There have been 289 mass shootings in the US so far in 2019.
313 deaths and 1209 injuries have occurred from mass shootings alone since January.
Source: Gun Violence Archive
This is insane. What is more insane, is that is nearly impossible to protect yourself against an active shooter. They are arguably more unpredictable than natural disasters.
There is no quick way for the civilians or even the police to find out about these shootings and track the criminal's location in real-time. Twitter is not accurate enough, calls are inefficient, the TV is barely watched.
That is why we built Safe. It provides crowd-sourced defence against active shooters in real-time.
What it does
Safe, an Android app, allows users to report and receive updates of the last-seen location of an active shooter in an emergency.
Users can report the approximate location of a shooter or a shooting event by simply dragging and dropping a pin on a map.
All reports and updates are received via push notifications and text messages in real-time.
In the app, the civilians and the police can see all of the recent reports in their locale and track the shooter's movement.
We created our own ML algorithm (featuring Principal Component Analysis) to estimate what direction the shooter was headed in the past and to model a prediction for their next steps. The ML is great because:
- our algorithm "smoothes" over inaccurate user reports and lets you see the shooter's general trajectory
- it is time-bound rather than location-bound, so it allows to track and predict the shooter's movement in real-time
How we built it
Frontend: Android. Backend: Firebase, Node.js. ML: Node.js, python (scikit-learn). Mapbox for mapping. Twilio to send texts to local authorities
Challenges we ran into
Android is a heavy duty platform for a weekend, can be difficult to find documentation. Integrating Android, a Firebase backend, ML functions, Mapbox, Twilio was time-consuming to debug.

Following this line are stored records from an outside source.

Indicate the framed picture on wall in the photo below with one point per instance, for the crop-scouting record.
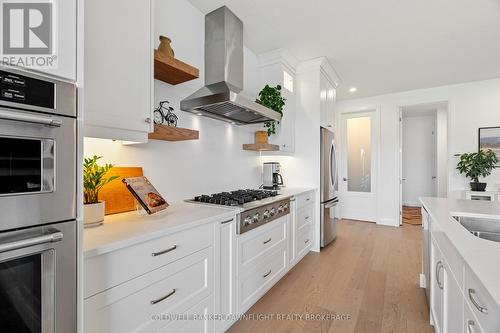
(489, 138)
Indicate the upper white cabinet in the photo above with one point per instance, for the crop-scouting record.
(64, 13)
(118, 88)
(278, 68)
(328, 96)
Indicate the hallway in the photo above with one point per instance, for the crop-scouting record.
(367, 280)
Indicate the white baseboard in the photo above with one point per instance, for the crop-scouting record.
(388, 222)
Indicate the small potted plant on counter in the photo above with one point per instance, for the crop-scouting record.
(475, 165)
(271, 98)
(93, 181)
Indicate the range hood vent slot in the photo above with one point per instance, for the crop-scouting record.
(221, 97)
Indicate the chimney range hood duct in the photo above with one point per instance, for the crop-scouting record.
(221, 97)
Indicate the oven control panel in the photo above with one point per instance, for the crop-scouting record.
(255, 217)
(25, 90)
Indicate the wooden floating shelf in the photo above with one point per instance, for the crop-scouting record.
(261, 147)
(169, 133)
(173, 71)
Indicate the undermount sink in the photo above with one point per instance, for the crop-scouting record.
(484, 228)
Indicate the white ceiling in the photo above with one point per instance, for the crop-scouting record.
(379, 46)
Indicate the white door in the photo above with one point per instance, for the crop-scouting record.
(358, 181)
(418, 158)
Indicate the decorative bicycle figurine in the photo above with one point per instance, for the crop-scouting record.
(163, 114)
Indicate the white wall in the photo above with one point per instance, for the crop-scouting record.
(216, 161)
(471, 105)
(442, 152)
(419, 155)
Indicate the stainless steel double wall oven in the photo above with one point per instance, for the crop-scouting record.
(37, 203)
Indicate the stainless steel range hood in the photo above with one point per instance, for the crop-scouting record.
(221, 97)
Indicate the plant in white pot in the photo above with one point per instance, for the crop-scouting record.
(475, 165)
(93, 181)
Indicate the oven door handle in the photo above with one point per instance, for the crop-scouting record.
(37, 119)
(55, 236)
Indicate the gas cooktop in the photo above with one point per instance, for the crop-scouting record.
(235, 198)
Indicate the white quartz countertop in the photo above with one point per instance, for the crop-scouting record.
(482, 256)
(126, 229)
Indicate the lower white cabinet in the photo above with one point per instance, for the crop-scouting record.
(262, 260)
(195, 280)
(225, 269)
(459, 303)
(198, 320)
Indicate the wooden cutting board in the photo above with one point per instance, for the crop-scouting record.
(116, 195)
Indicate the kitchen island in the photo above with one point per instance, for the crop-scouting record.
(463, 269)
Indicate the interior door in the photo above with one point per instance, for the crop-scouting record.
(359, 166)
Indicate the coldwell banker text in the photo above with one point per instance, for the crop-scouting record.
(27, 34)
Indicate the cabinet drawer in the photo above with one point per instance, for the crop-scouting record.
(256, 281)
(304, 215)
(452, 257)
(256, 244)
(205, 325)
(135, 305)
(305, 199)
(304, 240)
(113, 268)
(478, 297)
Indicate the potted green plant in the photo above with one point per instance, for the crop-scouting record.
(271, 98)
(475, 165)
(93, 181)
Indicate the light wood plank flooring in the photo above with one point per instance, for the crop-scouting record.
(370, 273)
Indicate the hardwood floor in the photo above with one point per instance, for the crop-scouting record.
(370, 274)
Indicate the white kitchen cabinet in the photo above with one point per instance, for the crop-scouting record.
(65, 40)
(139, 304)
(437, 275)
(225, 266)
(118, 90)
(327, 101)
(453, 302)
(201, 325)
(278, 68)
(470, 323)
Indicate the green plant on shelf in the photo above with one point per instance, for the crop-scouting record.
(93, 179)
(475, 165)
(271, 98)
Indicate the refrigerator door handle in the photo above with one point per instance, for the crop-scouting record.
(333, 164)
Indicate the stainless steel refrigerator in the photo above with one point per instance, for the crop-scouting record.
(329, 187)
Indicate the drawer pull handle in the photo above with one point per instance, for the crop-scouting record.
(153, 302)
(470, 326)
(481, 309)
(155, 254)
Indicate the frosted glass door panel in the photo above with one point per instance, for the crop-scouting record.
(359, 154)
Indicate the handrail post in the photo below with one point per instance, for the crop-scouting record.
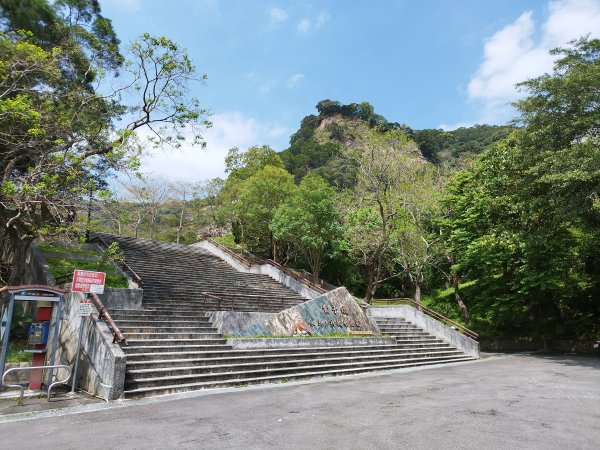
(103, 313)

Accomplishments that we're proud of
Everything was built from scratch. No frameworks. Our project is still one of the most polished hackathon projects we personally have ever done. The ML works really well. Again, no third party services and just one borrowed node module.
Ben: "This was the biggest hackathon project I have ever done. I learned a lot." Elena: "I have never dreamt of writing even vanilla ML in js. Mindblowing that it works." Yoel: "I wasn't sleeping, I swear. Just debugging in my head" Dee: "좋았어"
What is next
This service should be included in more popular social platforms such as Facebook or Google Maps, to speed up
We need a logo, good design, yadda yadda.